If you're buying your Star San from the local shop, you may be getting gouged. A 32oz bottle is about $23 from Amazon, and should provide enough sanitizer for at least 60 or so batches.


After twenty or so batches, I had an IPA unexpectedly turn out with a very sour finish. I closely examined my process and determined that I had become complacent in several key areas of cleanliness and sanitation - namely my plastic tubing, auto-siphon, and bottling bucket spigot.
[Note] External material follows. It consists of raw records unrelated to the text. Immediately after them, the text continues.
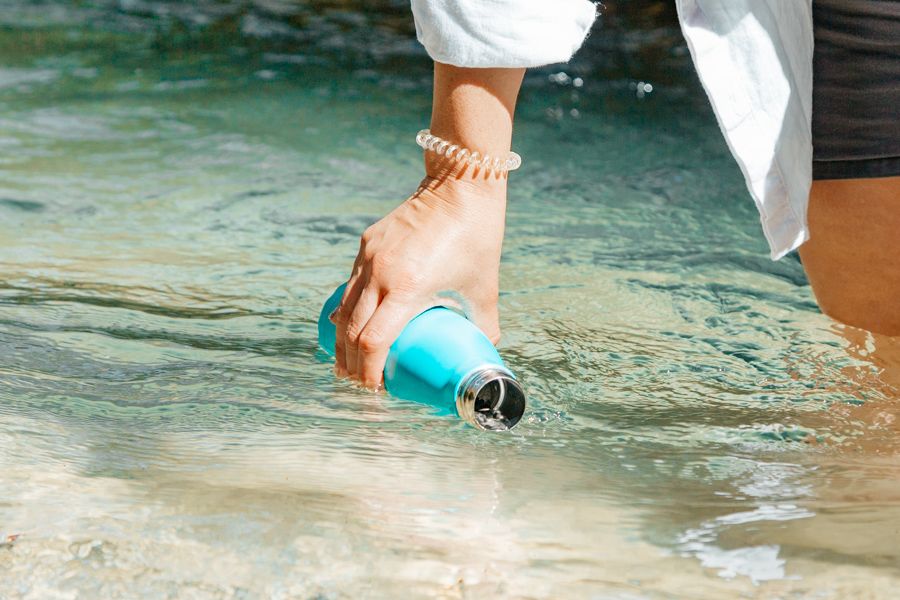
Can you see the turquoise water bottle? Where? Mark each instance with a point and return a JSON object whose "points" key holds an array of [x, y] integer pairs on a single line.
{"points": [[444, 360]]}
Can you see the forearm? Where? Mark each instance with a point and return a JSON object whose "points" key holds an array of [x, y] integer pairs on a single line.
{"points": [[473, 108]]}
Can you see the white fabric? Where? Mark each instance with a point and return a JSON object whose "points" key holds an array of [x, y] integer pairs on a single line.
{"points": [[502, 33], [754, 58]]}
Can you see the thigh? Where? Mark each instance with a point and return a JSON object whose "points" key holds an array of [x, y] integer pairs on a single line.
{"points": [[852, 258]]}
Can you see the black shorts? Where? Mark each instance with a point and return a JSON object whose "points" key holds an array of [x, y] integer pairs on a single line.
{"points": [[856, 89]]}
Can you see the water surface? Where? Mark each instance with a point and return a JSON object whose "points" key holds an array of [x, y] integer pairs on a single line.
{"points": [[180, 189]]}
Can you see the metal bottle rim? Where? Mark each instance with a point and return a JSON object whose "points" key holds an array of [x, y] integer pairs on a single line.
{"points": [[513, 399]]}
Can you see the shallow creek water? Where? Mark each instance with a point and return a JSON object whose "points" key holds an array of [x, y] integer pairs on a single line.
{"points": [[177, 201]]}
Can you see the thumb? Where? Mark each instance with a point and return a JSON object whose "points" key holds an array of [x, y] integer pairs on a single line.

When bottling, my usual process had been to simply pump a little Star San solution through my tubing using my auto-siphon. After bottling, I ran a little more Star San through both items and called it a day. Unfortunately, Star San is a great sanitizer, but does not clean very well at all. My tubing and auto-siphon would dry out leaving behind a very faint, sugary film upon which all kinds of nasty things probably took root. Since switching to a careful rinse, clean with Straight A, rinse, sanitize with Star San process, I have not had any more noticeable bacterial contaminations (noticeable by my palate, at least).

Additionally, I discovered that my bottling bucket spigot was harboring some black sludge-like material in hard-to-reach corners. I had been rinsing it off with Star San after every use, but clearly that wasn't doing the trick. I am very careful now to disassemble it after every use and thoroughly clean it before putting it away.